Sift flour, baking powder, soda, salt, sugar into a large bowl. Add raisins and caraway seeds. Wisk buttermilk, melted butter and egg in a separate bowl and add to dry ingredients. Stir to combine into rough dough. Turn dough out onto a floured surface and knead till smooth. Place dough into a buttered #8 cast iron pan. Slice top. Bake 400F for about 45-50 min till a toothpick inserted into the center comes out clean.

Notes* Raisins are always optional but you can also use currents (preferred) or sultanas (golden raisins).
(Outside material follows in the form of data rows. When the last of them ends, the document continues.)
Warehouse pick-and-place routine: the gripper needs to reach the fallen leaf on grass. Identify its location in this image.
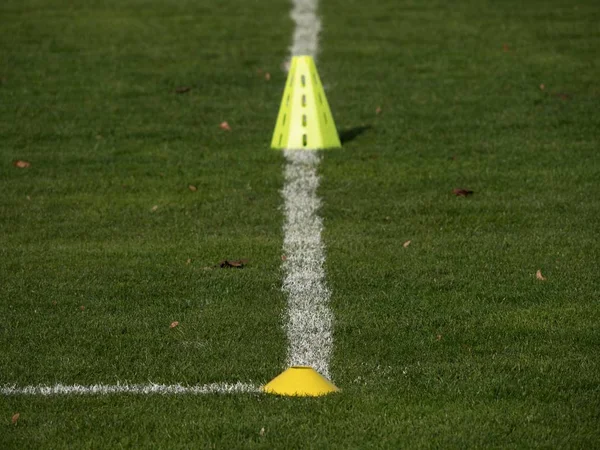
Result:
[452,188,473,197]
[13,159,31,169]
[219,259,248,269]
[554,92,571,100]
[535,269,546,281]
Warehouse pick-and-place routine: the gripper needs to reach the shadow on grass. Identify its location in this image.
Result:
[340,125,373,145]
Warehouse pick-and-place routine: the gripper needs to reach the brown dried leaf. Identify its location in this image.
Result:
[13,159,31,169]
[554,92,571,100]
[219,259,248,269]
[535,269,546,281]
[452,188,473,197]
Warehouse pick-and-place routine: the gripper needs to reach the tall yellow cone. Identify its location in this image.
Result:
[263,366,339,397]
[271,56,342,150]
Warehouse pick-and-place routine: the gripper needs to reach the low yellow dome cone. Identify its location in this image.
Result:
[271,56,342,150]
[263,366,339,397]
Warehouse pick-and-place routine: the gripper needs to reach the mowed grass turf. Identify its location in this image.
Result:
[0,0,600,448]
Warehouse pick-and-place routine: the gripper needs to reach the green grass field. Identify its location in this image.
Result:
[0,0,600,449]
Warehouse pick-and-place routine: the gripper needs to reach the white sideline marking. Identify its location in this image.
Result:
[282,149,333,379]
[0,382,262,396]
[290,0,321,57]
[282,0,333,379]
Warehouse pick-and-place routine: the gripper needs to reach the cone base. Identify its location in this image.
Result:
[263,366,339,397]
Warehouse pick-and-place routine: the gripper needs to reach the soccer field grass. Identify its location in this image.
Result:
[0,0,600,448]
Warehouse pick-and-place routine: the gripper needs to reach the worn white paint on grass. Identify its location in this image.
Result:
[0,382,262,396]
[282,0,333,379]
[290,0,321,57]
[283,150,333,378]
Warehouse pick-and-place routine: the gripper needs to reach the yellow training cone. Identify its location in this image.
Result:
[271,56,342,150]
[263,366,339,397]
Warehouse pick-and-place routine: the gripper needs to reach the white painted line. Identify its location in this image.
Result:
[282,0,333,380]
[0,382,262,396]
[290,0,321,58]
[282,150,333,379]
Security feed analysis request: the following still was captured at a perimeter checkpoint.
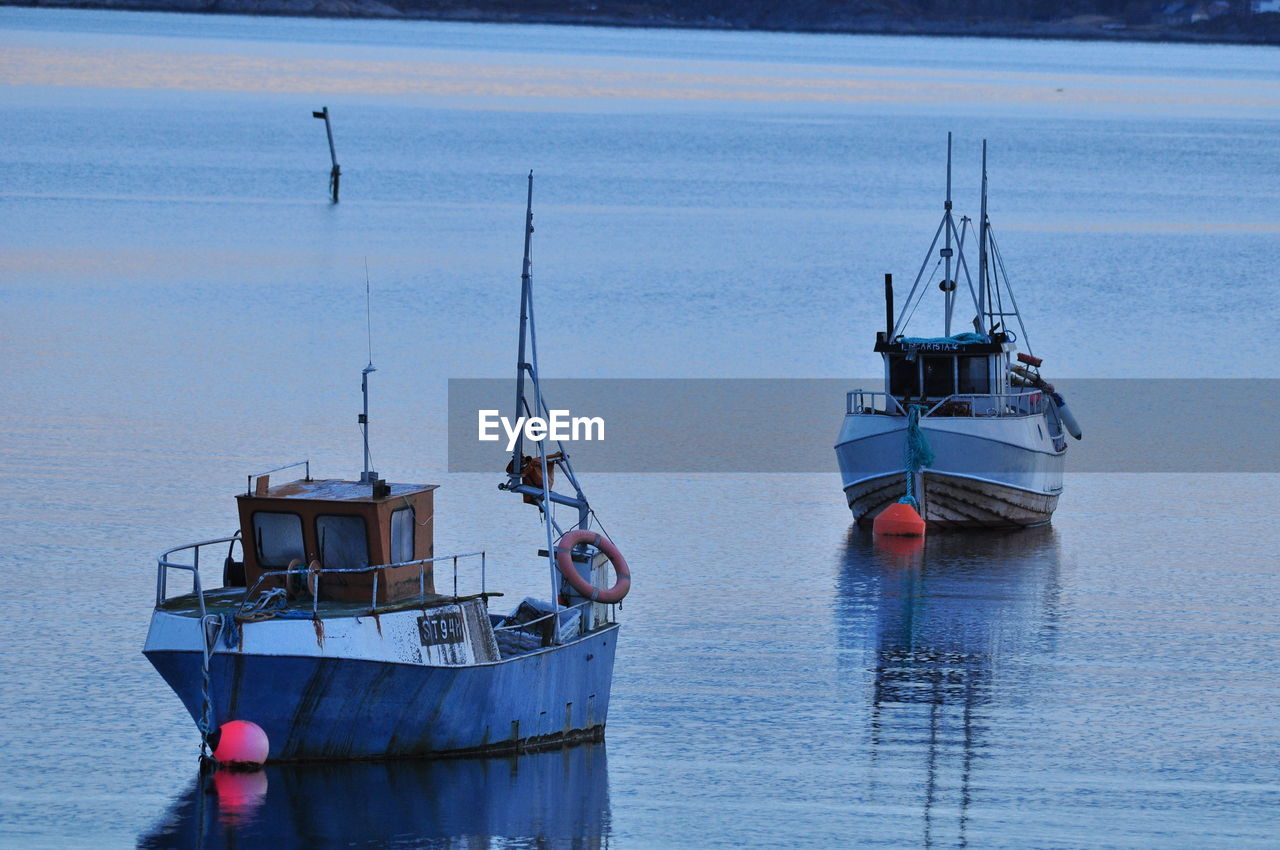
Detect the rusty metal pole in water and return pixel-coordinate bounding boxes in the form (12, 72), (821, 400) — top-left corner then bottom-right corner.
(311, 106), (342, 204)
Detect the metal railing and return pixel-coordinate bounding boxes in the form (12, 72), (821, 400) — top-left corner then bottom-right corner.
(156, 531), (241, 617)
(845, 389), (1048, 417)
(845, 389), (906, 416)
(924, 390), (1048, 419)
(236, 550), (488, 614)
(156, 545), (488, 617)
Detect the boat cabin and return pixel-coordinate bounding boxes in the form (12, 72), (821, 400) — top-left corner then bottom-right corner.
(236, 475), (436, 604)
(876, 333), (1012, 402)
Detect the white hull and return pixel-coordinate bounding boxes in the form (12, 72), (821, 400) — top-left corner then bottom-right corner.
(836, 413), (1066, 527)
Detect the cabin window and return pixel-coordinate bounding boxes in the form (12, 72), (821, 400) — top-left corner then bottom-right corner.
(392, 508), (415, 563)
(253, 511), (303, 568)
(316, 516), (369, 570)
(888, 357), (920, 398)
(924, 357), (956, 398)
(959, 357), (991, 394)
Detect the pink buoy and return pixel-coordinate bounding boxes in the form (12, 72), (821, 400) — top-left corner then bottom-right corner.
(214, 721), (271, 767)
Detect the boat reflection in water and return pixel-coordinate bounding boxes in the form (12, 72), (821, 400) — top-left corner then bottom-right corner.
(837, 526), (1060, 846)
(138, 744), (609, 850)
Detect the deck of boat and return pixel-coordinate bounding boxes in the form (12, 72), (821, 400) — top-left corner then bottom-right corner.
(156, 588), (503, 620)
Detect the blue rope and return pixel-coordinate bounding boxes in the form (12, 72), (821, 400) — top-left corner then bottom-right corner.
(897, 405), (934, 511)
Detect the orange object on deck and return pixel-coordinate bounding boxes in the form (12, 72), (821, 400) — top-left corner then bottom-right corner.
(872, 502), (924, 538)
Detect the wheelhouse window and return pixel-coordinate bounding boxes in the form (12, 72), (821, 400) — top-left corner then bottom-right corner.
(888, 357), (920, 398)
(316, 516), (369, 570)
(959, 357), (991, 396)
(924, 357), (956, 398)
(253, 511), (303, 568)
(392, 508), (416, 563)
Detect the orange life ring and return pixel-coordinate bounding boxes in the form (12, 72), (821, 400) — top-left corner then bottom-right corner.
(556, 529), (631, 604)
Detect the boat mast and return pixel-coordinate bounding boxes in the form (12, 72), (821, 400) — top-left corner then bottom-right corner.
(360, 268), (378, 484)
(942, 132), (956, 337)
(500, 172), (591, 617)
(508, 172), (534, 485)
(977, 140), (992, 333)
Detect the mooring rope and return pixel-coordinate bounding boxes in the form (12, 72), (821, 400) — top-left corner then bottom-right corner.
(196, 614), (223, 763)
(899, 405), (934, 511)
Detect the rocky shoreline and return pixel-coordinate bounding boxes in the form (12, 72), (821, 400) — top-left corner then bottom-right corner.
(0, 0), (1280, 45)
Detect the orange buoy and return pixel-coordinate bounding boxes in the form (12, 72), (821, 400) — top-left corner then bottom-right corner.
(872, 502), (924, 538)
(874, 534), (924, 563)
(214, 721), (271, 767)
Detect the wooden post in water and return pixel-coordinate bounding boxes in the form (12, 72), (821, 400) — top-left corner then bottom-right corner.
(311, 106), (342, 204)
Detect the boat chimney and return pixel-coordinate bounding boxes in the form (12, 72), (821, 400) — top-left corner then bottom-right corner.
(884, 273), (893, 342)
(360, 266), (379, 489)
(360, 364), (378, 484)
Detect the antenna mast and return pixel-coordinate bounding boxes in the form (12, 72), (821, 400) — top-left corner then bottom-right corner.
(942, 132), (956, 337)
(360, 257), (378, 484)
(978, 140), (992, 333)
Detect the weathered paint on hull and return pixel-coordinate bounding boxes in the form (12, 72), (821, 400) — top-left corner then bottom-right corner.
(845, 470), (1059, 529)
(145, 625), (618, 760)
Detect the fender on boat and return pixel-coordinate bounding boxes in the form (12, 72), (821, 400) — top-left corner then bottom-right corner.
(1051, 393), (1083, 439)
(556, 529), (631, 604)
If you don’t have buttermilk handy, you can make it by combining 1 cup whole milk with 1T white vinegar or lemon juice. If you don’t trust your cast iron, you can put a piece of parchment paper in the bottom. You can also cook the dough ball on a parchment lined sheet pan or you can cut the dough ball in half and place it in prepared loaf pans. If you use loaf pans it will cook quicker.


----------



## svk (Mar 16, 2016)

So...McDonalds has raised the price of their breakfast burritos from $1.00 to $1.45 in the last 12 months. I very much understand inflation but that is exorbitant.


----------



## PhilMcWoody (Apr 12, 2016)

CentaurG2 said:


> Just in time for Evacuation Day.
> 
> Irish Soda Bread
> 
> ...




Had plenty of that around St Patrick's Day, now if I'd been smart enough to check this thread, I could have made it myself.


----------



## Groundman One (Apr 16, 2016)

Breakfast: plain yogurt with bananas, pumpkin seeds, and a little maple syrup, and a few pieces of whole wheat toast.

Excellent! I might do it again. 

Time for a lovely double espresso.


----------



## Groundman One (Apr 17, 2016)

Breakfast: cottage cheese with blueberries and bananas and pumpkin seeds, and whole wheat toast.

As I heard remarked on a movie the other day: _"****, you're old!"_


----------



## svk (Apr 17, 2016)

Pizza


----------



## Groundman One (Apr 21, 2016)

World Greatest Peanut Butter Sandwich and moo-moo juice.


----------



## Groundman One (Apr 30, 2016)

Maybe this goes on here, I don't know.

Anyway, just scored some organic milk to make my own cottage cheese with, and some organic cream to make butter with. Then I'm going to turn the butter into ghee. I've seen organic ghee sell for $8 for a little jar. Will be interesting to see how much I get for my $5 worth of cream.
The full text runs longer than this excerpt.